Until then, the PRI (Institutional Revolutionary Party) had ruled Mexico with an iron fist for nearly 60 years and it would remain in power for another 12. The party, formed in the wake of the bloody Mexican revolution that ended in 1917, had forged allegiances with unions, business sectors and power brokers so effectively that virtually no one in the country could move a finger without the PRI's blessing. Indeed, the outgoing president selected his successor through a practice known as "el dedazo," roughly meaning "the finger point." For all practical purposes, the Mexican media was back then the government's propaganda arm.
Clouthier had to leave my town only a few hours after his arrival. No hotel would allow him to stay there. No restaurant would serve him and his people. No business wanted anything to do with him or any opposition party. Doing so would have meant financial ruin or banishment. Fear in those days was highly contagious.
That year in July, Carlos Salinas de Gortari, the PRI's candidate, won the presidency in one of the most controversial elections in Mexican history. Some Mexican historians still claim that another opposition candidate, Cuauhtemoc Cardenas from the PRD (the Party of the Democratic Revolution), was the real winner of those elections. Manuel Clouthier died a year later in a car crash in his home state of Sinaloa.
I've been thinking a lot about that time in my life growing up in Mexico, especially as the country is getting ready to inaugurate a new president Saturday. Much has changed since then. Electoral reforms brought about during the 1990s opened up democracy in Mexico. Clouthier's party, the PAN, finally came to power in 2000 when Vicente Fox won the elections. It was the first time in 71 years that Mexico was going to be governed by a party that was not the PRI. Fox was succeeded by the PAN's Felipe Calderon, who finished his six-year term Saturday.
I was in Mexico this July as a CNN correspondent covering this year's presidential elections and, as far as I could see, the process was fair and transparent. I went to multiple polling places around Mexico City. Mexicans were voting openly and without fear. The ghosts of the past, including manipulation, coercion, threats and "pregnant" ballot boxes (those already filled with votes), seemed missing.
And so Enrique Pena Nieto, a charismatic attorney and former governor of Mexico state, the most populous state in the country and adjacent to Mexico City, won the election this year. He only garnered 38% of the vote, less than the combined total of his three opponents, but that's the way elections work sometimes.

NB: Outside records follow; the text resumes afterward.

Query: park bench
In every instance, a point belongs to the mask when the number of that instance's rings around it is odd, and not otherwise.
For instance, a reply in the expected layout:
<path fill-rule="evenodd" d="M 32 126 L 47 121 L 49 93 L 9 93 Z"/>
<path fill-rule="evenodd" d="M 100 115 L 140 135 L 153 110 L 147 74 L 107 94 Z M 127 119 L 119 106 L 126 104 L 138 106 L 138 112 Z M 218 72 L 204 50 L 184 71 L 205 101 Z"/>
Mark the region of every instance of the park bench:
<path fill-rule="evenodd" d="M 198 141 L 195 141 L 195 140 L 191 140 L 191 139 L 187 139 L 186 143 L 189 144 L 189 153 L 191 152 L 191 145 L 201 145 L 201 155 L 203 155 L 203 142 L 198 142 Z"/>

As far as I and an army of international observers and journalists could see, he's the legitimate winner.
His victory is historically significant because for the first time in 12 years the PRI is back in power. Many in Mexico wonder if Pena Nieto is the new face of an old party. Will he try to forge the same alliances of the past? Will he use unions as coercion arms as the PRI's political machine did in the past?
The good news is that, as I said before, much has changed in Mexico. There was no social media in 1988. Today's media, as irresponsible and sensationalist as it can be sometimes, is not driven by the government's agenda. Hope, rather than fear, was the driving factor as Mexicans went to the polls this year.
The bad news is that much in Mexico hasn't changed since 1988. Corrupt union leaders remain as powerful as they were back then, if not more. Inequality is painfully omnipresent. Abject poverty makes millions of young people vulnerable to organized crime. And national industries that used to be controlled by the federal government, i.e., the PRI, are now crippling monopolies that inhibit competition and keep prices artificially inflated.
Enrique Pena Nieto's six-year presidency is an opportunity for him and a second chance for his party to take Mexico to the next level. Will Mexico remain the country of untapped potential, being almost there, but never quite joining the First World? Or will Pena Nieto and his party capitalize on this historic opportunity to break with old habits of the past for the benefit of the country? Only manana will tell.